I don't know much about the specific output formats that the compilers
produce,
but in the installations I know, the Binder is used to produce the load
modules;
this is necessary because run time objects have to be linked together
with the
output coming from the compiler.
In my historic MVS environment, I see that the compiler output is recfm
FB 80;
the well known ESD - RLD - TXT format. Don't know if this is still in
use today (in modern
environments). The record format of the load libraries is something like
U 19069
(valid until today, AFAIK).
GOFF, AFAIK, is a more modern output format ... don't know if this applies
to the PL/1 and C compilers and to the output of the compilers in general
(and input to the linkers or binders).
BTW: I didn't say "strange debugging option"; what is strange IMO is the
fact
that COBOL requires the modules in PDSEs not because the language needs
this,
but only to support some debugging tools, which could IMO store their
information
at another place. But the COBOL community seems to have accepted this move.
Kind regards
Bernd
Am 06.04.2023 um 14:25 schrieb Seymour J Metz:
Directly, or via GOFF to Binder?
--
Shmuel (Seymour J.) Metz
http://mason.gmu.edu/~smetz3
________________________________________
From: IBM Mainframe Discussion List [[email protected]] on behalf of
Bernd Oppolzer [[email protected]]
Sent: Thursday, April 6, 2023 3:18 AM
To: [email protected]
Subject: Re: LE runtime
Thanks.
This (to me) seems related to the fact that PL/I still can produce
"classic" load modules,
while COBOL and C++ create program objects, which must reside in PDSEs.

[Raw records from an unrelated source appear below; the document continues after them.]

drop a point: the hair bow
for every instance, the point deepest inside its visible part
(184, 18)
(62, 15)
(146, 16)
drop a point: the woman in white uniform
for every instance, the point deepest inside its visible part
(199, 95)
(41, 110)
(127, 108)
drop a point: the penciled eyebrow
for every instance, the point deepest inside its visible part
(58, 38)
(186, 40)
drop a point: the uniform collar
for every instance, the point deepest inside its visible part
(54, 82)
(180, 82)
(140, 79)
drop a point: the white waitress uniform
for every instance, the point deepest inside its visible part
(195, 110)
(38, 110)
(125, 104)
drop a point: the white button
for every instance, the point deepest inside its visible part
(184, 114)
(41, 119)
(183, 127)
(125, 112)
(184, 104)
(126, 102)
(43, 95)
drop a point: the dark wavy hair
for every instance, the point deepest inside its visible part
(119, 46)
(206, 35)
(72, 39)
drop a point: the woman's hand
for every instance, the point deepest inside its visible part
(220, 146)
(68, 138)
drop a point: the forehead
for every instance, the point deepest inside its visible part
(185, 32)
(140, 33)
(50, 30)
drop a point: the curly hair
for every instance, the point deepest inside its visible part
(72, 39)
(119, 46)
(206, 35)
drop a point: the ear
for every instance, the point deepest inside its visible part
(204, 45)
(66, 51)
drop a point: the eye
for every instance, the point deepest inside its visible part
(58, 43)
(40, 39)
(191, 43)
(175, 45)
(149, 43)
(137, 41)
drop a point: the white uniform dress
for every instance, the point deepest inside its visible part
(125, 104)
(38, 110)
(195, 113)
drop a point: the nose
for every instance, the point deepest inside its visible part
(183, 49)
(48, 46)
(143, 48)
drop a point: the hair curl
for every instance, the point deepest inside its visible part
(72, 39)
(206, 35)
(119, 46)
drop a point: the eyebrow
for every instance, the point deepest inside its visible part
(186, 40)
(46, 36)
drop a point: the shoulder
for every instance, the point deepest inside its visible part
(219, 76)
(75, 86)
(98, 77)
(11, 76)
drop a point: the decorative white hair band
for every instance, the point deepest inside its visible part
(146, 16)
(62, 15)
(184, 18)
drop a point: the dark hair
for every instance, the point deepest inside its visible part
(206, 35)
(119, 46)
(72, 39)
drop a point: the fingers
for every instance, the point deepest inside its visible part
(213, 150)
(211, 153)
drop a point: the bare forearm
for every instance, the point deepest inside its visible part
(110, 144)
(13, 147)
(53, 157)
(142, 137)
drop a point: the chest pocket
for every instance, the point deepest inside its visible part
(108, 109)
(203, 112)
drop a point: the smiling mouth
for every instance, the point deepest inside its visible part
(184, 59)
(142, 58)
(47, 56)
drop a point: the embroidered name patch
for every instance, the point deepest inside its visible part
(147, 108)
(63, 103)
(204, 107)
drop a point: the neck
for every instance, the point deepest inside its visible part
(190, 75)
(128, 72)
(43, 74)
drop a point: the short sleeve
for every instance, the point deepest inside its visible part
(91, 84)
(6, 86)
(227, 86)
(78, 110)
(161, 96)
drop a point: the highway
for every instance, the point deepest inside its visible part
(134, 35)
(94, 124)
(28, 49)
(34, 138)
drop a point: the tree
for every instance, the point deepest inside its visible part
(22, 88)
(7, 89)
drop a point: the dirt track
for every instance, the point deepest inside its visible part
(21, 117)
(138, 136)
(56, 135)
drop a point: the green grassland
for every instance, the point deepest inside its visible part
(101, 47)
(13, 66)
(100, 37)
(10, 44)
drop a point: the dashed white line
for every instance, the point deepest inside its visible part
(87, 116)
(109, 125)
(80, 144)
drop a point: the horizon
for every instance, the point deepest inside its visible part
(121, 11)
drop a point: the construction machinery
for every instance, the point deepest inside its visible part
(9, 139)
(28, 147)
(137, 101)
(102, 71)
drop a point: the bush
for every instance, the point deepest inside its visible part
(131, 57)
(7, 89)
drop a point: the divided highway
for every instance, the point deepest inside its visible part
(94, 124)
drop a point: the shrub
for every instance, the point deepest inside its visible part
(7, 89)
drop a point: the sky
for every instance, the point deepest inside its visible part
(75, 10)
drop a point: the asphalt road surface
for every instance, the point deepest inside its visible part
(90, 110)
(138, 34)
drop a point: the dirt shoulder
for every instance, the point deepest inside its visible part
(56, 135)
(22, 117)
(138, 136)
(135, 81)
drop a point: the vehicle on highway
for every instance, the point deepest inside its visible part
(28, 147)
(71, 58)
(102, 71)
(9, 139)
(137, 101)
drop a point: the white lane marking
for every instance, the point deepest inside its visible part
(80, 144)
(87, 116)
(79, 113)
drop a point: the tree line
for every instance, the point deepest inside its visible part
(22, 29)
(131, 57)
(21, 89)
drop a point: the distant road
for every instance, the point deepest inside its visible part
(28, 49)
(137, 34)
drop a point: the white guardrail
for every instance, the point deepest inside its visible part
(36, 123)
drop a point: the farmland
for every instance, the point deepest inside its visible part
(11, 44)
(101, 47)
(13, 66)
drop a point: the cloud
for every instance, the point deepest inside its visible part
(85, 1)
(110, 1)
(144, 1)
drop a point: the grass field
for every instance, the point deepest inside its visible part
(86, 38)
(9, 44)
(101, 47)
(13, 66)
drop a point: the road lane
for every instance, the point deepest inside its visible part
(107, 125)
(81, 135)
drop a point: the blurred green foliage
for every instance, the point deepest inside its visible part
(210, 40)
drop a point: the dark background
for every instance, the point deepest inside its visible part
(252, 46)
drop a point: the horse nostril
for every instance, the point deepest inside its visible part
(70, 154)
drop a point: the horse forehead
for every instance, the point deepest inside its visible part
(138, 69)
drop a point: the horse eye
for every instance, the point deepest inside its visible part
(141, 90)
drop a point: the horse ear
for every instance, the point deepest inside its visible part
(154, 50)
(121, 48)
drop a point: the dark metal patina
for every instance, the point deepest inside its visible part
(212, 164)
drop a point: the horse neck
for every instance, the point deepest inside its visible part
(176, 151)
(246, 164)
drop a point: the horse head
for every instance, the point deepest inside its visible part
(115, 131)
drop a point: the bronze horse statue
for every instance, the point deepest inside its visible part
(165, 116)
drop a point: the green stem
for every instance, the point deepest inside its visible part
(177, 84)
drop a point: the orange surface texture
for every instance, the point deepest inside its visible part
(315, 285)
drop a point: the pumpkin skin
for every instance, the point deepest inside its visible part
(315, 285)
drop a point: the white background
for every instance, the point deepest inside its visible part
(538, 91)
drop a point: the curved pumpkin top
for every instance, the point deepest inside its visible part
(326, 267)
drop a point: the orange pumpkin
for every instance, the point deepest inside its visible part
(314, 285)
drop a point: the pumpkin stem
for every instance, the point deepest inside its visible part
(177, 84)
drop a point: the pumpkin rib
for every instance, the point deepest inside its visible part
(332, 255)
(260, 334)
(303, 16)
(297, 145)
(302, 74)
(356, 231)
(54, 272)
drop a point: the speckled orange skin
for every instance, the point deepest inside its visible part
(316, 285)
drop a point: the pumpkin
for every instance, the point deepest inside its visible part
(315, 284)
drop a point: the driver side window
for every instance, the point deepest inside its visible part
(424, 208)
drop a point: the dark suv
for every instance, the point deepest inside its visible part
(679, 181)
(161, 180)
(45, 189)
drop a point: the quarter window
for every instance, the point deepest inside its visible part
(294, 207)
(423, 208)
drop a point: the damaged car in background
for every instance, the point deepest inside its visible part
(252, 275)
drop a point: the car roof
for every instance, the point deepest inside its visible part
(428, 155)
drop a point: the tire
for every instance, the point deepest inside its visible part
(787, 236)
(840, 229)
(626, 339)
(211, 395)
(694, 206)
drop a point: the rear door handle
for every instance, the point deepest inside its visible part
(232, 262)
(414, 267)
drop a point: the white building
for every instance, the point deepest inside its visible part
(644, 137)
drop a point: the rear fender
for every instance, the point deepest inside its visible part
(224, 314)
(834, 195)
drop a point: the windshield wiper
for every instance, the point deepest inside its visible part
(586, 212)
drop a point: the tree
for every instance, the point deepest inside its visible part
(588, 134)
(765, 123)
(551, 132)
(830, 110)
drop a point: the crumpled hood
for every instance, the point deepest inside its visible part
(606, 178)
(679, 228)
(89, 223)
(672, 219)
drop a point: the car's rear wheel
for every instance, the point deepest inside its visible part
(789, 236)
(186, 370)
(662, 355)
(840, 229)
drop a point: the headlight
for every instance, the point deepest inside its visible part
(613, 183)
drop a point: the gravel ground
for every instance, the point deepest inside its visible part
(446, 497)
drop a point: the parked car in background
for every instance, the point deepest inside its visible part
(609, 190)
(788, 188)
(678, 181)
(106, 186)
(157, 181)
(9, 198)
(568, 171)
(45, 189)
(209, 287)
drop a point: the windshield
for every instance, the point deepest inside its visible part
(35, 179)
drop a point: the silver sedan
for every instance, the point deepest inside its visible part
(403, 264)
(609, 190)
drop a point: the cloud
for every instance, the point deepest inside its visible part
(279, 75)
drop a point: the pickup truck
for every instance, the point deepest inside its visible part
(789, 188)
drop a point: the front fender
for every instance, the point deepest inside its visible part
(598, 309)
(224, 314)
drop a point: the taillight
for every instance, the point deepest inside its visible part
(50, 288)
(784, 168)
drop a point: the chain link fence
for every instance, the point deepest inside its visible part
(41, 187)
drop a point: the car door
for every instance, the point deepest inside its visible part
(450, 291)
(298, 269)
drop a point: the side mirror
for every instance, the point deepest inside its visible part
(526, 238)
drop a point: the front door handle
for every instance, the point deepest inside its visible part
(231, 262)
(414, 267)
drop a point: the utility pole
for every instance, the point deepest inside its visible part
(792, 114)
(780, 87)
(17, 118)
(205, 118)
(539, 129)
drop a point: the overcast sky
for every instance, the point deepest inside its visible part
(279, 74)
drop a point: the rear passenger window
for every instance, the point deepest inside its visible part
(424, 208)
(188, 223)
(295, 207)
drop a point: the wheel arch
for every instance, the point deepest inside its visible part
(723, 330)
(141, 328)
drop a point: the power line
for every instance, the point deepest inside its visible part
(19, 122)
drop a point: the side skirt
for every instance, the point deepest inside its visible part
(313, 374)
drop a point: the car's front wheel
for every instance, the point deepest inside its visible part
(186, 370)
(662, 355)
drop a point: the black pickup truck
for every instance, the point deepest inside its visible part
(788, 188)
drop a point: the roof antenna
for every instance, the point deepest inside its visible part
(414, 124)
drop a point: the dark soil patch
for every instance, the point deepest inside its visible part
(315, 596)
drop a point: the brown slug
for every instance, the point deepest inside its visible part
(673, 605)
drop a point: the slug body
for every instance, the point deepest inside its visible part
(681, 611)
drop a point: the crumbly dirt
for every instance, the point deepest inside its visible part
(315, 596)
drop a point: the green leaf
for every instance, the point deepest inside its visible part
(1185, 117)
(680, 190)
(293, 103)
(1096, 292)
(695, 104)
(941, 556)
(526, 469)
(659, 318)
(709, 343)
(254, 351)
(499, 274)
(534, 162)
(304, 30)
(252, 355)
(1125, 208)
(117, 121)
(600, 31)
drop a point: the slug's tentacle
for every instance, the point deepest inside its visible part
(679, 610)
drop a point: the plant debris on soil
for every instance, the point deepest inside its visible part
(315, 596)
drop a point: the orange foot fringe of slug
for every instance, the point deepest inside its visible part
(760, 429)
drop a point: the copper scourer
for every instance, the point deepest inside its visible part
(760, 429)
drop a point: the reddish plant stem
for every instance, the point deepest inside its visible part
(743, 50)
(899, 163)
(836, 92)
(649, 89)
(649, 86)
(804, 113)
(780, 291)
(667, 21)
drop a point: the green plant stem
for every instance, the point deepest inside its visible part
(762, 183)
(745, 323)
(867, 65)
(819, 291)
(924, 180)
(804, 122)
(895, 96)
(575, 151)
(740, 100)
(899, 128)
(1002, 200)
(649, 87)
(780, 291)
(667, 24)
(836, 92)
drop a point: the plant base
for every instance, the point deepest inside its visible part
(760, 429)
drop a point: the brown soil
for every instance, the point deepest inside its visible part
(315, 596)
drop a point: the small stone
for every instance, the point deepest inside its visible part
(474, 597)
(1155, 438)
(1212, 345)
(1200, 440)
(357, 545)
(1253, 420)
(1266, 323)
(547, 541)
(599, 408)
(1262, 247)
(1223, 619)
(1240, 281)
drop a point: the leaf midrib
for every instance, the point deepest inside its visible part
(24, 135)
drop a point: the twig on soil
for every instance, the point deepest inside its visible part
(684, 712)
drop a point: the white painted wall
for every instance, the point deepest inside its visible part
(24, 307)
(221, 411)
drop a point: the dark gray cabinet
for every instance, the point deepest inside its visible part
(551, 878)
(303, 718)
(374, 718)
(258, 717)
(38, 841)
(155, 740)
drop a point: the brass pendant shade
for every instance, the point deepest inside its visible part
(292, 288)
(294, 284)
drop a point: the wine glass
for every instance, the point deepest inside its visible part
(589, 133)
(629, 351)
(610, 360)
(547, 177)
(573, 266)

With C++ (I guess), this is due to the fact that (writable) static data
can be initialized not only by
static initializers (which could be implemented by CSECT formatting),
but by function calls, which
needs init functions called after program load or task creation. So with
C++, the requirement
for program objects is driven by the language definition. But I'm not
sure about this.
For COBOL, it is kind of strange, and as I understood, it is only driven
by some sort of
debugging option which only can be handled by program objects.
The PL/1 compiler group, FWIW, stated that they don't plan to require
program objects
in the near future.
By the way: NORENT C can produce load modules, too. We still use NORENT
C generating
load modules (without the compiler options RENT, DLL, LONGNAME). I hope
that this will
be supported in the future, too ... and that "normal load modules" won't
go away soon
(I don't think it will be possible).
It would by interesting, again, what PL/X does. Maybe the new fancy
stuff is only
for the customers :-)
Kind regards
Bernd
Am 06.04.2023 um 00:26 schrieb Attila Fogarasi:
Originally SCEERUN2 contained LE modules that had to be PDS/E while SCEERUN
could be PDS. Also for PL/I and Fortran only SCEERUN is needed; Cobol and
C/C++ needs SCEERUN2 as well as SCEERUN. Finally some of the SCEERUN2
modules had naming conflicts with very old pre-LE runtimes, while SCEERUN
modules did not.
On Thu, Apr 6, 2023 at 7:59 AM Frank Swarbrick <[email protected]>
wrote:
What is the major difference between the SCEERUN and SCEERUN2 libraries?
Is RUN2 for XPLINK and RUN for non-XPLINK?